Помалу угомонившись, понесли Одигитрию к пролому благолепно, с негромким пением, в сопровождении всех иноков и мирян, не занятых на стенах и по хозяйству. Пушечный гром лишь заставлял ускорять шаги — так носят подпорки к рушащемуся дому или бадьи с водой к горящему. Вера в помощь Божьей Матери и Сил, стоявших за нею, была так крепка, что странно, если бы они не проявились, едва икона достигла избитой ядрами стены.
Но Силы повели себя неожиданно, напоминая, какие разные пути и цели у Бога и у человека. Кирпичная кромка, примыкавшая к надвратной башенке, вдруг рухнула, и прямо на икону хлынул зоревой небесный свет. Образовался сквозной пролом, ведущий прямо в середину каменного перехода из башни в церковь. Ворвавшись через него на стену, немцы держали бы под обстрелом весь этот «коридор смерти». При их выучке и скорострельности ручниц исход приступа был бы предрешён.
Первым из шанцев выбежал Кетлер со своими дворянами. За ним солдаты поволокли лестницы, уже не обращая внимание на пули и пушечную сечку, летевшие из Никольской и Острожной башен. Кого-то задевало, плющило железом на окровавленном снегу, одну из лестниц разнесло в щепки, зато другую доволокли благополучно, приставили к пролому. Она упруго заколыхалась, словно гигантский колос на ветру.
Построили её с запасом, с немецкой основательностью, так что верх тетивы возвышался и нависал над проломом сажени на полторы. Кетлер и тут не пустил солдат вперёд, жадничая делиться славой. Дворяне, без просвета закованные в латы, в шлемах с полузабралами, не отставали, подталкивали друг друга в оттопыренные зады, карабкались к пролому. Защитники растерянно толпились на верхних ярусах башни, отделённые от пролома глубоким провалом захаба, или в той его части, что примыкала уже к Никольской церкви. На самой стене народу осталось мало, занять её уже было нетрудно, шаг сделать с лестницы... На её верхних ступеньках, опасно нависших над проломом и захабом, железной гроздью болталось человек пять, а снизу лезли, пихаясь и вопя, солдаты.
В эту страшную минуту раздался ликующий вой из Острожной башни. Пушкарь достал ядром самого Фаренсбаха, сшиб в ров вместе с лошадью. Думали, зашибли до смерти; нет, выполз прямо на руки солдат. Происшествие отвлекло нападающих, Кетлер замешкался на лестнице, она не выдержала веса и колебаний, переломилась в верхней части и рухнула в захаб.
Человек десять оказались в каменной ловушке. Остальные посыпались со стены наружу, доламывая бесполезные ступеньки. На Кетлера с товарищами уставилось несколько десятков стволов. Он сделал единственно спасительное: над внутренними воротами висела иконка Николая Угодника с неугасимой лампадой; Кетлер что-то рявкнул, его подняли под самую арку, он бережно снял, поцеловал икону и протянул навстречу смертоносным стволам.
Вряд ли это помогло бы ему, если бы толпы солдат под стеною, оставшись без лестниц, предводителей, под непрерывным, густым обстрелом из Острожной башни, не побежали прочь, уволакивая раненых. По мере того как затихали их вопли, убирались стволы пищалей и ручниц. Немцы освобождались от оружия, бросали кинжалы и боевые топоры на камни захаба, толпились у запертых ворот, ведущих в церковь, словно смиренные паломники.

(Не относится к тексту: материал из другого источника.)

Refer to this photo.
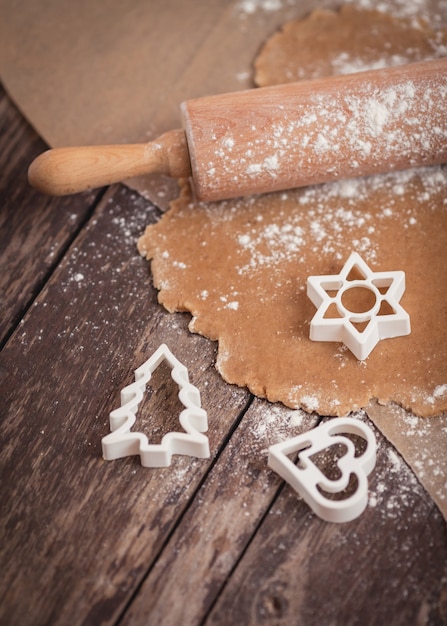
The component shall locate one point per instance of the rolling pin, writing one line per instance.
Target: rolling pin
(278, 137)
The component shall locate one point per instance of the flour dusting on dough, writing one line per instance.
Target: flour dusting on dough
(240, 266)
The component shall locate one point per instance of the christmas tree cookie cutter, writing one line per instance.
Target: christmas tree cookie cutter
(122, 442)
(360, 326)
(312, 484)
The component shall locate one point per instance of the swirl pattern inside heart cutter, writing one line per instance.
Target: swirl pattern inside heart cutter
(309, 481)
(123, 442)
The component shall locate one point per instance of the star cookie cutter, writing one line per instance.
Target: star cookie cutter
(123, 442)
(360, 326)
(311, 483)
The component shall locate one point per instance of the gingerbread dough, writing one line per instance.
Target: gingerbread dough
(240, 267)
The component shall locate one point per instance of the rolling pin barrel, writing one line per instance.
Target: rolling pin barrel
(278, 137)
(317, 131)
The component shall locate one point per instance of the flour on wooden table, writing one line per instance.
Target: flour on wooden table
(240, 266)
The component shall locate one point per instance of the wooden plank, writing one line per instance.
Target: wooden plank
(34, 229)
(77, 533)
(206, 546)
(386, 567)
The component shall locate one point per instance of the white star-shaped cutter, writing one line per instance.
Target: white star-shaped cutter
(312, 484)
(361, 329)
(193, 418)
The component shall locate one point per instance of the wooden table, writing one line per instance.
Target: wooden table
(215, 541)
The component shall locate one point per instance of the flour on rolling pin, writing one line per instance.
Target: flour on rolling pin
(297, 134)
(278, 137)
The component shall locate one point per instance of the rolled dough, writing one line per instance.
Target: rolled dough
(240, 267)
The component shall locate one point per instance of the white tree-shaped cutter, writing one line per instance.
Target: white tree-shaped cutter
(122, 442)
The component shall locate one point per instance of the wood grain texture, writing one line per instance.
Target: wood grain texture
(35, 230)
(314, 131)
(386, 567)
(65, 171)
(78, 533)
(220, 523)
(215, 541)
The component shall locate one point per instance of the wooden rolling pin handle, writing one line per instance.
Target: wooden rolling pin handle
(64, 171)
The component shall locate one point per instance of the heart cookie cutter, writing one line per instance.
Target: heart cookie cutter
(311, 483)
(123, 442)
(379, 317)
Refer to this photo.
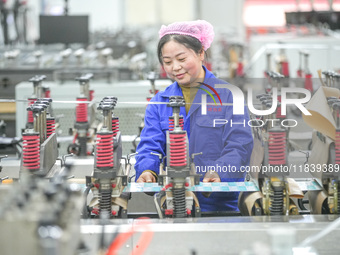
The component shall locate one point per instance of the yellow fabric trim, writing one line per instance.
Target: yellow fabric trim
(152, 172)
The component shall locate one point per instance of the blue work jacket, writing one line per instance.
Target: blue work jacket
(225, 146)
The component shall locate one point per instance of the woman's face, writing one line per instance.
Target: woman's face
(182, 64)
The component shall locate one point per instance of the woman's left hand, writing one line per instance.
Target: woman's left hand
(211, 176)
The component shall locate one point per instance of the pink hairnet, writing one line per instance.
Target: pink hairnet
(200, 29)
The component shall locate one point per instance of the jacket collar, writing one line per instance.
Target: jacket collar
(176, 89)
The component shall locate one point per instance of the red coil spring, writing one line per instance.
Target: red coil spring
(285, 68)
(278, 110)
(178, 154)
(309, 82)
(104, 152)
(50, 126)
(337, 146)
(171, 123)
(81, 110)
(91, 94)
(47, 93)
(31, 151)
(115, 126)
(277, 148)
(30, 118)
(239, 70)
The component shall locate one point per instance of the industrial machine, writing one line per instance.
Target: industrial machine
(41, 215)
(40, 149)
(109, 176)
(324, 106)
(84, 127)
(174, 199)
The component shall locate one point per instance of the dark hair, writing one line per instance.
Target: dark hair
(188, 41)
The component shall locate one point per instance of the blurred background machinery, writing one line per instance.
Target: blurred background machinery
(75, 78)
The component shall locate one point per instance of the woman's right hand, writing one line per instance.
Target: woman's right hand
(146, 177)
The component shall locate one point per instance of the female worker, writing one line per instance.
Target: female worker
(225, 147)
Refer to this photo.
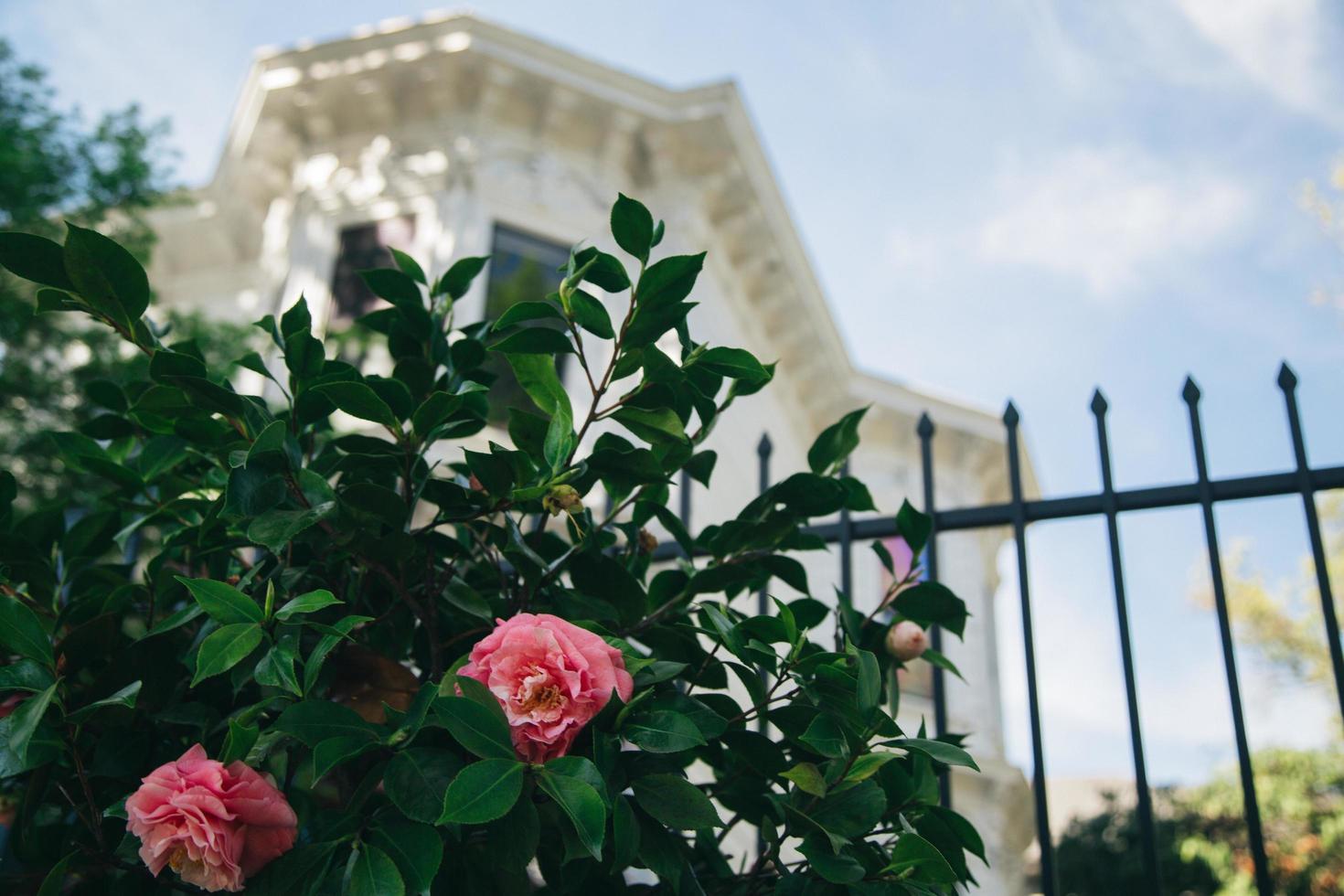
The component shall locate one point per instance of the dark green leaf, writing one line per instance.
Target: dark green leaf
(632, 226)
(582, 805)
(225, 649)
(417, 781)
(22, 632)
(475, 727)
(675, 802)
(225, 603)
(309, 602)
(483, 792)
(374, 873)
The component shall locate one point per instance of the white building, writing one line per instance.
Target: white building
(454, 137)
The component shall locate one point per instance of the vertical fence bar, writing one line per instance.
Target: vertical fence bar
(684, 500)
(1287, 382)
(846, 559)
(940, 695)
(1038, 778)
(1148, 838)
(1255, 833)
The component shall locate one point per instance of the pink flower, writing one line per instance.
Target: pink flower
(906, 641)
(215, 827)
(549, 676)
(902, 561)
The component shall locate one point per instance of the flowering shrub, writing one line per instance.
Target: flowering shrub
(400, 652)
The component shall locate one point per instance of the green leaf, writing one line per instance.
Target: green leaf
(417, 849)
(277, 528)
(309, 602)
(316, 720)
(527, 311)
(605, 272)
(417, 781)
(238, 741)
(914, 527)
(125, 699)
(592, 315)
(938, 750)
(434, 410)
(225, 649)
(851, 812)
(675, 802)
(409, 266)
(912, 850)
(22, 632)
(474, 726)
(808, 778)
(632, 225)
(335, 635)
(869, 681)
(483, 792)
(106, 274)
(534, 340)
(932, 603)
(582, 805)
(663, 731)
(54, 883)
(835, 443)
(26, 720)
(826, 738)
(734, 363)
(394, 285)
(668, 281)
(656, 427)
(359, 400)
(374, 873)
(35, 258)
(225, 603)
(276, 667)
(457, 280)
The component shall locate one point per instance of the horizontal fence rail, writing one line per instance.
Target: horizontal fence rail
(1109, 503)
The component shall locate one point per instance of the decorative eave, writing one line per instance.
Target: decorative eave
(459, 69)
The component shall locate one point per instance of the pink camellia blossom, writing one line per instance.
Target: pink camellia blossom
(549, 676)
(902, 561)
(906, 641)
(211, 824)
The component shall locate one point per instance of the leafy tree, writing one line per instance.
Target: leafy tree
(305, 597)
(108, 175)
(1201, 833)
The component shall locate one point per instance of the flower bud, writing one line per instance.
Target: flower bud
(906, 641)
(562, 498)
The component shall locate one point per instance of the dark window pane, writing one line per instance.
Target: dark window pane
(365, 246)
(523, 268)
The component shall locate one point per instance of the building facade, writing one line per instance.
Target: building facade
(452, 137)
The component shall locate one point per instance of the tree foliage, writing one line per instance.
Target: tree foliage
(306, 584)
(1201, 835)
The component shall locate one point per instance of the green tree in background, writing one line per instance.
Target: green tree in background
(54, 166)
(1201, 833)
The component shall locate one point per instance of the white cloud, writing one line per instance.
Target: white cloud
(1108, 215)
(1283, 45)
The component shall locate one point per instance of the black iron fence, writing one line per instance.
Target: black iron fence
(1110, 503)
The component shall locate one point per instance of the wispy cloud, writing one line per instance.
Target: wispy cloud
(1290, 48)
(1108, 215)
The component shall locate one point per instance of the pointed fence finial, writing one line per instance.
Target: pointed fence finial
(1098, 403)
(1189, 391)
(1286, 378)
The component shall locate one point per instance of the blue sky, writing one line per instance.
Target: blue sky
(1024, 199)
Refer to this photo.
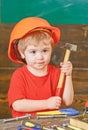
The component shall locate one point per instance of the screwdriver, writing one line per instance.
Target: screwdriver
(29, 125)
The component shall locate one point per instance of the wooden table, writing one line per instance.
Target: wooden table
(45, 122)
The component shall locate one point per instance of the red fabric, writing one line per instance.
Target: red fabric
(25, 85)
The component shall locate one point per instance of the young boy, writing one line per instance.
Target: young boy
(33, 86)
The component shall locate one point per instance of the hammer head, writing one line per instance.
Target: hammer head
(71, 47)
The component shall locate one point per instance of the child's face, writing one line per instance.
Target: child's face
(38, 56)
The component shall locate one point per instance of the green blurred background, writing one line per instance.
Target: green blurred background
(55, 11)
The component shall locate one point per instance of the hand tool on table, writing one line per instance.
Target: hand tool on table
(69, 47)
(30, 125)
(16, 118)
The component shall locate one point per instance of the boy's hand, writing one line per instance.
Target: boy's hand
(66, 67)
(53, 102)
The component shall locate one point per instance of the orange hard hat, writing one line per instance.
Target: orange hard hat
(28, 25)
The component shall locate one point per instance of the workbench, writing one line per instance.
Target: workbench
(44, 122)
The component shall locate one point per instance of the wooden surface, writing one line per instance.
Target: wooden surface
(49, 122)
(75, 34)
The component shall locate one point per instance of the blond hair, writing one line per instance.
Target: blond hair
(35, 38)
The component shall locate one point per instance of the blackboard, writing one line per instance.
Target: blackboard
(55, 11)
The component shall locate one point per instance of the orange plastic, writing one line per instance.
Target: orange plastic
(27, 25)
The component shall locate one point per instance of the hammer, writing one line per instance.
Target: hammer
(69, 47)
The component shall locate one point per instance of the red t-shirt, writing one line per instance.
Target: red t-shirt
(25, 85)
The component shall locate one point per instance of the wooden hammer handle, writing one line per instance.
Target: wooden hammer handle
(62, 76)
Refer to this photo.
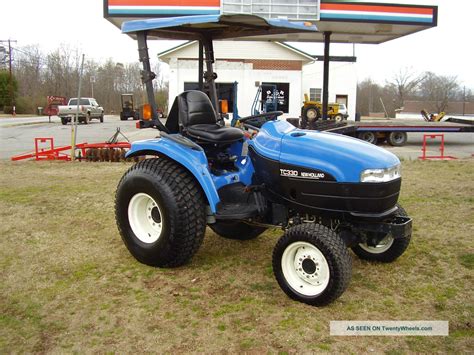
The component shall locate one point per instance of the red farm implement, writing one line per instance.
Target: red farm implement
(45, 150)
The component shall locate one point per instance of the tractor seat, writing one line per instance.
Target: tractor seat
(192, 115)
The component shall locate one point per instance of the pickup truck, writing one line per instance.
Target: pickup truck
(88, 109)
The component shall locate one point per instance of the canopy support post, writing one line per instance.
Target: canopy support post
(327, 41)
(147, 78)
(209, 75)
(201, 66)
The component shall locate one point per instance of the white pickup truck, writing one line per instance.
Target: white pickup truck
(88, 109)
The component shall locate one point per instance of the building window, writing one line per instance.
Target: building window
(281, 90)
(315, 94)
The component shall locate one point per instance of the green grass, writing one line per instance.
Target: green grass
(68, 284)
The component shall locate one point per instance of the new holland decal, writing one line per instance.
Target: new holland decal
(302, 174)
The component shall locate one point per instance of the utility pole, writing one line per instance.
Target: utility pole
(10, 64)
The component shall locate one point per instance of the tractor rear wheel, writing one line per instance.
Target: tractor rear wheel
(312, 264)
(388, 249)
(237, 230)
(160, 213)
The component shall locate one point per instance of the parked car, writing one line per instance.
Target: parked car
(88, 109)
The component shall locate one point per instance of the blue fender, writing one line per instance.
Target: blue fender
(193, 160)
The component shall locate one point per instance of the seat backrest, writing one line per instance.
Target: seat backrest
(190, 108)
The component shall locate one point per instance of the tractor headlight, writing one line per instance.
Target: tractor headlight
(381, 175)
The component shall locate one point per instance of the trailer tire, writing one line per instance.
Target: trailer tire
(312, 264)
(368, 136)
(338, 118)
(311, 113)
(397, 139)
(237, 230)
(160, 213)
(387, 251)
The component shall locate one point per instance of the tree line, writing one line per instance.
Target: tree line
(37, 75)
(436, 91)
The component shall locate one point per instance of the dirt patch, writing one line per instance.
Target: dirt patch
(67, 283)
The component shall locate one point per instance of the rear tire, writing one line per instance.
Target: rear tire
(237, 230)
(312, 264)
(160, 213)
(388, 250)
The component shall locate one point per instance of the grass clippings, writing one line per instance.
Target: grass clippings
(68, 284)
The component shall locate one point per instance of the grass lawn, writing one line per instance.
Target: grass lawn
(68, 284)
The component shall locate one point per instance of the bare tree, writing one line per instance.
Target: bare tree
(439, 90)
(404, 84)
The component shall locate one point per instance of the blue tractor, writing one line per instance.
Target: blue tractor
(327, 192)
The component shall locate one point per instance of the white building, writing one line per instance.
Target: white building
(270, 64)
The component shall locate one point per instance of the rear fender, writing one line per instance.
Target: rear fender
(193, 160)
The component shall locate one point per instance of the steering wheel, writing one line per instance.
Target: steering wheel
(273, 114)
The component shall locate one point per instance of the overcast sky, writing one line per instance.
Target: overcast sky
(445, 50)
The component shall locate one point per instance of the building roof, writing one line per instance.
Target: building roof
(234, 51)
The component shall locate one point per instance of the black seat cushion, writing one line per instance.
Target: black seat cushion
(192, 114)
(214, 133)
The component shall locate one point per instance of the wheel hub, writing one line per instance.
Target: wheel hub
(307, 266)
(145, 218)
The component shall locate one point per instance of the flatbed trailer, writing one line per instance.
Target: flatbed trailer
(392, 131)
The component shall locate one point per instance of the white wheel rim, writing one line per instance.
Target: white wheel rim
(311, 114)
(145, 218)
(305, 268)
(382, 247)
(398, 137)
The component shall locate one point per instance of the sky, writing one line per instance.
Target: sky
(444, 50)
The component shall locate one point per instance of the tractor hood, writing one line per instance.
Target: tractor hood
(342, 157)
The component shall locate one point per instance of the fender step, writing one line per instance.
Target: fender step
(236, 210)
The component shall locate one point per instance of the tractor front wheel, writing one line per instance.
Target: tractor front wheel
(237, 230)
(312, 264)
(388, 249)
(160, 213)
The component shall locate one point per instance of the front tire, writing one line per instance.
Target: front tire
(237, 230)
(312, 264)
(388, 249)
(160, 213)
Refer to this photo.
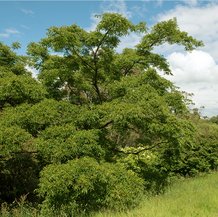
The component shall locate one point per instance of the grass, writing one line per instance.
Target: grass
(188, 198)
(194, 197)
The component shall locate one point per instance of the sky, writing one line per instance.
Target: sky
(194, 72)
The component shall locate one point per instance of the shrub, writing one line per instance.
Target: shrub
(84, 185)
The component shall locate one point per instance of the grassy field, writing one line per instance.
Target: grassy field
(188, 198)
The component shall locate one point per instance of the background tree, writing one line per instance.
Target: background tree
(103, 126)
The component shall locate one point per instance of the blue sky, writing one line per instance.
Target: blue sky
(27, 21)
(196, 72)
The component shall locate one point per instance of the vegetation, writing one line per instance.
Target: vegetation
(97, 129)
(188, 198)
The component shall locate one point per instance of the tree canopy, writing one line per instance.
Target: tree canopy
(98, 127)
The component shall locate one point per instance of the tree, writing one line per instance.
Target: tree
(109, 119)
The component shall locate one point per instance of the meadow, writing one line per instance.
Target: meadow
(186, 198)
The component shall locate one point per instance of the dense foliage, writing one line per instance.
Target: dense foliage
(98, 128)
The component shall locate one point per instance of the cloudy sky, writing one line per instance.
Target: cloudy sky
(195, 72)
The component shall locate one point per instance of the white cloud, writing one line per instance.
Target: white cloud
(200, 22)
(129, 41)
(112, 6)
(196, 72)
(116, 6)
(8, 32)
(24, 27)
(12, 31)
(27, 11)
(32, 70)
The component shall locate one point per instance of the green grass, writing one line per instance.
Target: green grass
(187, 198)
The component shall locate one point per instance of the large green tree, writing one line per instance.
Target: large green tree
(100, 125)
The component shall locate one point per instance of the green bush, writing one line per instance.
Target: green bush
(84, 185)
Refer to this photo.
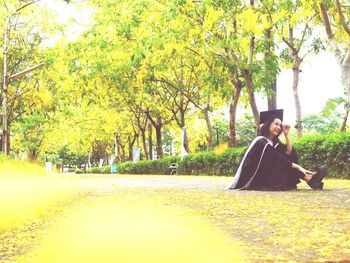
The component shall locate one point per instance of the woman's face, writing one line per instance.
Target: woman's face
(275, 127)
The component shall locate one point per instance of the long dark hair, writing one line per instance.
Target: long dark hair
(264, 130)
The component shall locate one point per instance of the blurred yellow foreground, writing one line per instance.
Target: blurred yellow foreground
(110, 226)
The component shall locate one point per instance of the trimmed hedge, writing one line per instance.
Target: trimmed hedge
(331, 150)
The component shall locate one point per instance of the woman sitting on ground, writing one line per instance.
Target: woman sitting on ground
(270, 165)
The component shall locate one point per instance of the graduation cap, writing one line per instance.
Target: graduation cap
(271, 114)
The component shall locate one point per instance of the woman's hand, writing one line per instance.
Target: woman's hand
(285, 129)
(307, 174)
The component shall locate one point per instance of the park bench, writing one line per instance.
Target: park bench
(173, 168)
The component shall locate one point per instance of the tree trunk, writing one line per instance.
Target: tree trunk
(205, 113)
(183, 124)
(5, 134)
(296, 72)
(345, 74)
(270, 50)
(345, 119)
(252, 102)
(32, 156)
(150, 143)
(233, 109)
(143, 135)
(343, 62)
(159, 141)
(272, 101)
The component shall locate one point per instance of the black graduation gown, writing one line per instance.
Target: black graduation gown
(266, 167)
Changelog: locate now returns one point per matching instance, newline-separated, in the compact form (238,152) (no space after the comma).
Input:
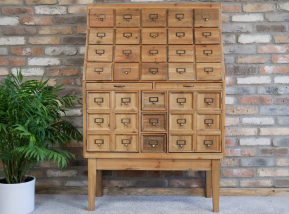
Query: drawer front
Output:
(181,101)
(127,17)
(181,143)
(154,101)
(181,53)
(101,36)
(99,53)
(127,53)
(126,143)
(154,122)
(180,17)
(154,17)
(206,18)
(98,100)
(154,143)
(127,36)
(208,53)
(154,36)
(98,143)
(180,36)
(181,71)
(126,71)
(207,36)
(154,71)
(209,71)
(208,143)
(98,71)
(101,18)
(154,53)
(209,121)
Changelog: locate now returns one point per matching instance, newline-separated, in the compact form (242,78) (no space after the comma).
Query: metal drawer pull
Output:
(208,142)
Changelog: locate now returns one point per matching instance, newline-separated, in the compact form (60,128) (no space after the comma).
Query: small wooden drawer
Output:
(208,143)
(208,53)
(101,18)
(209,121)
(180,17)
(127,36)
(154,35)
(181,101)
(126,143)
(180,36)
(181,53)
(98,100)
(98,71)
(154,101)
(127,53)
(209,100)
(181,143)
(98,122)
(209,71)
(154,17)
(181,71)
(207,36)
(152,122)
(99,53)
(98,142)
(154,143)
(127,17)
(206,17)
(181,122)
(154,53)
(101,36)
(126,71)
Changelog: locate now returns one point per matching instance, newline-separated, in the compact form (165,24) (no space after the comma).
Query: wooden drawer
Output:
(181,143)
(127,53)
(126,143)
(181,53)
(208,143)
(209,121)
(101,18)
(101,36)
(206,17)
(127,17)
(152,122)
(207,36)
(180,17)
(154,101)
(181,100)
(154,35)
(209,71)
(126,71)
(180,36)
(99,53)
(98,142)
(154,53)
(154,143)
(127,36)
(208,53)
(154,17)
(154,71)
(181,71)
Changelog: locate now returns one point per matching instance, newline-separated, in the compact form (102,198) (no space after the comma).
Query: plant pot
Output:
(17,198)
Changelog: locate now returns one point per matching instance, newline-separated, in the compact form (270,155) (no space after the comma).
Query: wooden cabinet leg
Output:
(99,183)
(91,183)
(209,184)
(216,184)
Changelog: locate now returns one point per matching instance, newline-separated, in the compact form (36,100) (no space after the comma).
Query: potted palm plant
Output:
(31,131)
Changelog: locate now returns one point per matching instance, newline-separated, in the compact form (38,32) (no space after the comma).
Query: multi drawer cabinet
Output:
(153,89)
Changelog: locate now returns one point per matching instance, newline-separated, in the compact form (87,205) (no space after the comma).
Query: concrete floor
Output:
(77,204)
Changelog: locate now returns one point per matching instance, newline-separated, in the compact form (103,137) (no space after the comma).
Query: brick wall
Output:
(48,37)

Арсений осмотрелся, опоминаясь. В закутке между Никольской башней и стеною, в тени чёрного тополя иноки укладывали икону в кипарисовый ящик. Ими распоряжался, подёргиваясь и суетясь, послушник Юлиан — тот, что попросил Неупокоя поделиться благодатью. Никто его не слушал, но есть такие полудурки, что им не важно, слушают их или отсылают подальше, лишь бы поуказывать...
...Кетлер на допросе сказал: на исходе третьей стражи он собирался прилечь в своей палатке после обхода дозорных. Вдруг услышал бешеную стрельбу в шанцах. Решил, что русские сделали вылазку, выбежал одновременно с Фаренсбахом.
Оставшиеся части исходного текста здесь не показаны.